Het is een van de ideeën die op tafel liggen bij het moeizame beraad tussen bewindslieden over migratie. In het kabinet wordt het zogeheten ’twee-status-asielstelsel’ als serieuze optie genoemd, al is onduidelijk of er genoeg steun voor is. Vanuit VVD en CDA klinkt enthousiasme, maar die partijen denken meestal heel anders over asielmaatregelen dan D66 en CU.
Verschillend
Een permanente status zou worden verleend aan vluchtelingen die persoonlijk of als lid van een groep worden vervolgd, bijvoorbeeld op grond van etnische achtergrond of politieke opvatting. De tijdelijke status zou dan gelden voor asielzoekers die een burgeroorlog ontvluchten; zij worden niet rechtstreeks vervolgd, maar zouden bij terugkeer naar het land van herkomst wel risico lopen op ’ernstige schade’. In Nederland wordt zo’n veel vaker asiel verleend aan asielzoekers uit oorlogsgebieden dan aan politiek dissidenten of vervolgde etnische groepen.

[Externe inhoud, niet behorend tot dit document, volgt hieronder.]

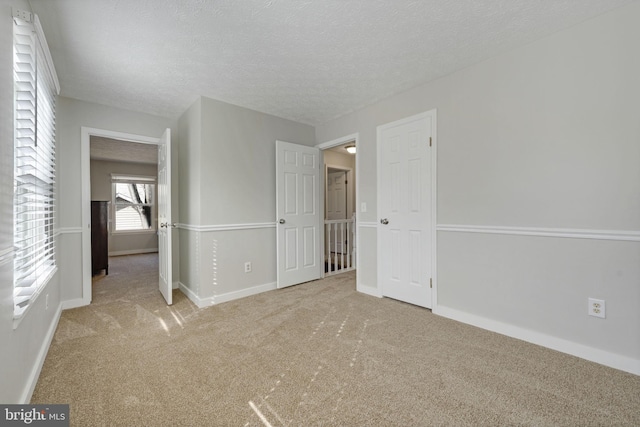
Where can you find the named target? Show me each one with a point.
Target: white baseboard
(133, 252)
(226, 297)
(602, 357)
(42, 355)
(73, 303)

Tot het einde van de vorige eeuw werd dat onderscheid al gemaakt, maar het twee-status-stelsel werd met de komst van de Vreemdelingenwet 2000 afgeschaft. Sindsdien krijgen vreemdelingen allemaal dezelfde status. De wet zou dus wel moeten worden aangepast om weer onderscheid te maken, waarvoor tijdrovende goedkeuring van het parlement vereist is. Europese wetgeving biedt wel de mogelijkheid groepen asielzoekers een verschillende status te geven en daarmee verschillend te behandelen.
Haast
In dat geval zouden tijdelijke vreemdelingen één tot maximaal drie jaar mogen blijven, waarbij onder meer geen beroep gedaan kan worden gedaan op gezinshereniging om familieleden te laten overkomen. Volgens critici voorkomt deze status een aanzuigende werking. ’Erkende vluchtelingen’ mogen permanent blijven en krijgen meer rechten. Nadeel zou zijn dat asielzoekers kunnen procederen om een andere status te krijgen.

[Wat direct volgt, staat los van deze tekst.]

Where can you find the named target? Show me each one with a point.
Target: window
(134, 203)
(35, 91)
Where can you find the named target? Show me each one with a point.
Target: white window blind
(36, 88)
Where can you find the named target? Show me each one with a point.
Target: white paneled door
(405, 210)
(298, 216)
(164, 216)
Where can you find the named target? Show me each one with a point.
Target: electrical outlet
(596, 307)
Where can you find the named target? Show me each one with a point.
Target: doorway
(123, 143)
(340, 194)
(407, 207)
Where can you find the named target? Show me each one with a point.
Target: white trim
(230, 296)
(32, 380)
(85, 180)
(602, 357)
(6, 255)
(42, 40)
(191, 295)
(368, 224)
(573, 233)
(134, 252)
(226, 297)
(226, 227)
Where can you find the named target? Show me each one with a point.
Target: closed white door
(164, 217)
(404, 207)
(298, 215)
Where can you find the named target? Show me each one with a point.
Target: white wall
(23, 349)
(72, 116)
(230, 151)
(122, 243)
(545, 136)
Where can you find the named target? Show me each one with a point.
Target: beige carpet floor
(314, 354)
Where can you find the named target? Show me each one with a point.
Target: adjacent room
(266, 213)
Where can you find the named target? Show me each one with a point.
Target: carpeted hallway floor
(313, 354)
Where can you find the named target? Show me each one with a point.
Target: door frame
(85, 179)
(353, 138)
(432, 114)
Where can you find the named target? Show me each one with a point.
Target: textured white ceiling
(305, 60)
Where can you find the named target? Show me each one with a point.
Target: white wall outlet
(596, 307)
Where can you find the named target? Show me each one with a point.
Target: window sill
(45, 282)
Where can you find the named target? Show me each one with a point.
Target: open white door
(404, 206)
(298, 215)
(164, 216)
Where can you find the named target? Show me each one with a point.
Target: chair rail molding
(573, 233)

Staatssecretaris Van der Burg (Asiel) erkent dat de optie op tafel ligt, maar wil er inhoudelijk weinig over kwijt. „Ik heb het CDA en VVD horen zeggen, wij zijn in het kabinet bezig met Catshuis-gesprekken. Als we als kabinet een standpunt hebben bepaald, zal er ongetwijfeld een standpunt in zitten over dit onderwerp. Maar daar ga ik dan pas een mening over geven.”
Van der Burg houdt de kaarten tegen de borst. „We hebben volgende week weer een gesprek staan met elkaar, tot die tijd mag ik er niks over zeggen.” Toch wil hij haast maken, omdat er in de coalitie al maanden over maatregelen wordt gesoebat. „Het lukt zeker voor de zomer”, zegt de staatssecretaris. „Maar ik heb nog geen voorstel gezien. U zult nog even geduld moeten hebben.”
‘Europees niveau’
Het tekort aan opvangplaatsen dreigt in juni voor grote problemen te zorgen. „Het is qua opvang pleisters plakken zolang we geen spreidingswet hebben”, zegt de VVD-bewindsman. „Ik heb het rond tot half juni, en dan zeggen de cijfers dat het weer spannend wordt en heb ik weer veel extra plekken nodig.” De bewindsman pleit vooral voor oplossingen ’op Europees niveau’ om iets aan de instroom te doen.